Payment requests can be submitted individually through the portal interface or in bulk using a CSV upload for high-volume providers. Either way, the same validation rules apply, and errors appear as rejection messages that identify which field caused the failure.
Good to know
Claims for plan-managed participants follow the same rules, but you send your invoice to the plan manager rather than submitting directly to the NDIA. Confirm the plan manager’s invoicing requirements (format, reference numbers, turnaround expectations) when you onboard a new plan-managed participant.
Common reasons claims fail
Several patterns account for the vast majority of rejected claims. Understanding them helps you catch errors before submission rather than after.
Wrong support item code. Using a code that does not match the support delivered is the most common cause of rejection. This often happens when a provider copies a code from a previous claim without checking whether it is the right one for the current support type or time of day. Always verify the code against the current support catalogue before claiming.
Insufficient budget. If the participant does not have enough funds remaining in the relevant budget category for that claim, the request will fail. Budget depletion can happen faster than expected if other providers have claimed against the same budget, or if the participant’s plan is nearing its end date.
Stated-support mismatch. Some supports in a participant’s plan are stated , meaning the funding is locked to a specific support type or provider and cannot be used for anything else. Claiming against a stated-support budget with a different support item code, or as a different provider than the one named, will result in rejection.
Claim outside plan dates. Supports must be delivered and claimed within the participant’s plan period. A claim with a service date before the plan start or after the plan end will be rejected, even if the participant was otherwise eligible and the support was legitimate.
Fixing and resubmitting
Most rejected claims can be corrected and resubmitted once you identify the cause of the failure official source (opens in a new tab) . The rejection message in the portal will usually indicate which field triggered the error. Common fixes include: selecting the correct support item code, checking the participant’s remaining budget and plan dates, confirming with the participant or plan manager whether a stated support applies, and correcting the quantity or unit of measure.
If the rejection is due to budget exhaustion, the participant may need to contact the NDIA about an unscheduled plan review before you can claim.
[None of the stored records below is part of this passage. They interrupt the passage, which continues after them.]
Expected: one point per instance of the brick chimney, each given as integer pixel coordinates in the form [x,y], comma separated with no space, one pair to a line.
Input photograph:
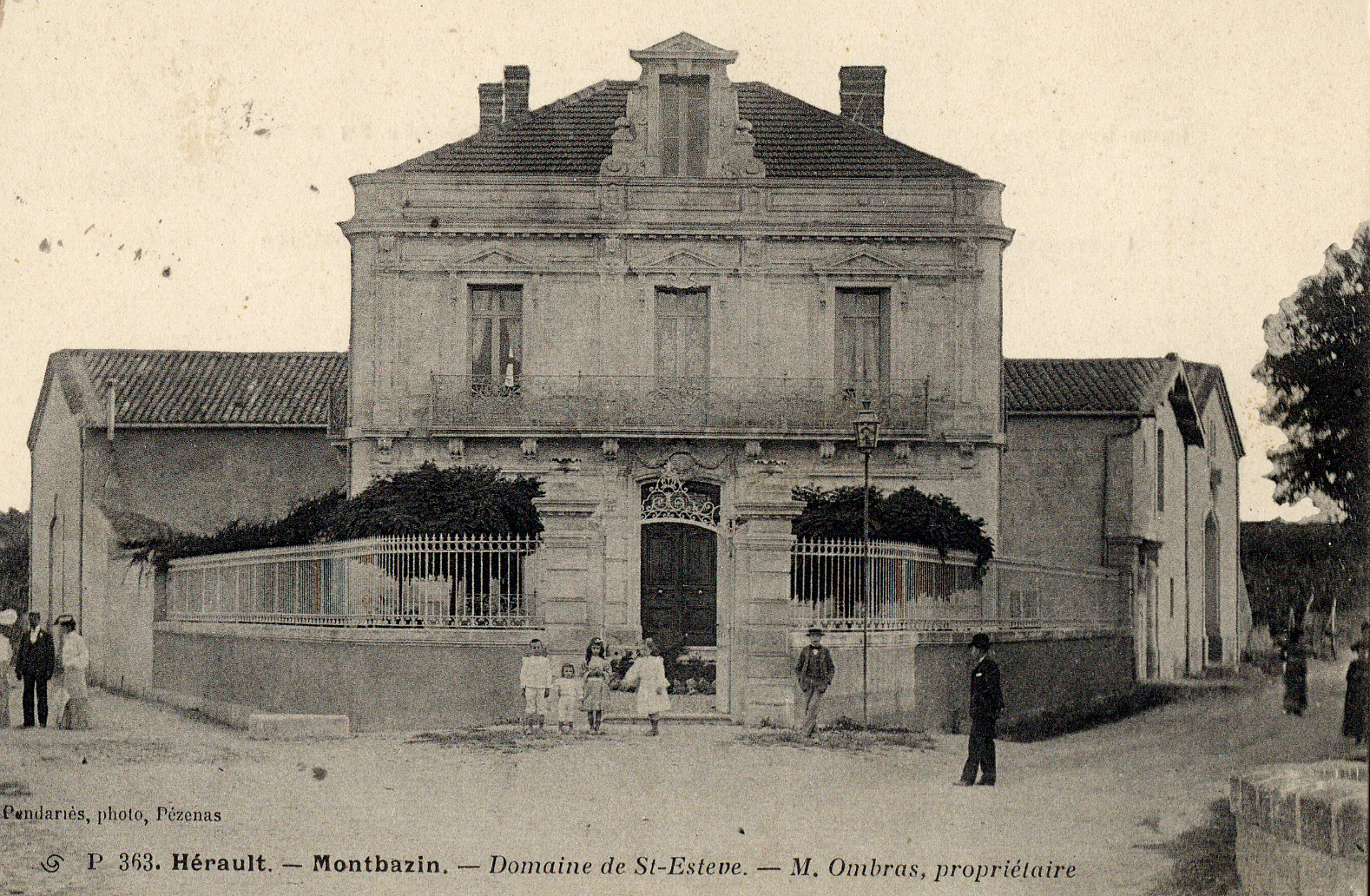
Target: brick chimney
[863,95]
[492,104]
[516,92]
In that case, document the support delivery accurately and preserve the records until the budget situation is resolved.
Records to keep
Providers are required to keep records that support every claim they make official source (opens in a new tab) . At a minimum, records should document: what support was delivered, when and for how long, who delivered it, which participant received it, and that the participant consented to and received the support. Progress notes, shift records, and signed timesheets all serve this purpose.
Good records serve two functions: they justify the claim if the NDIA audits your payment requests, and they form part of your compliance obligations under the NDIS Practice Standards. Keep records for at least the period required by the NDIS rules, and store them securely given the sensitive nature of participant information.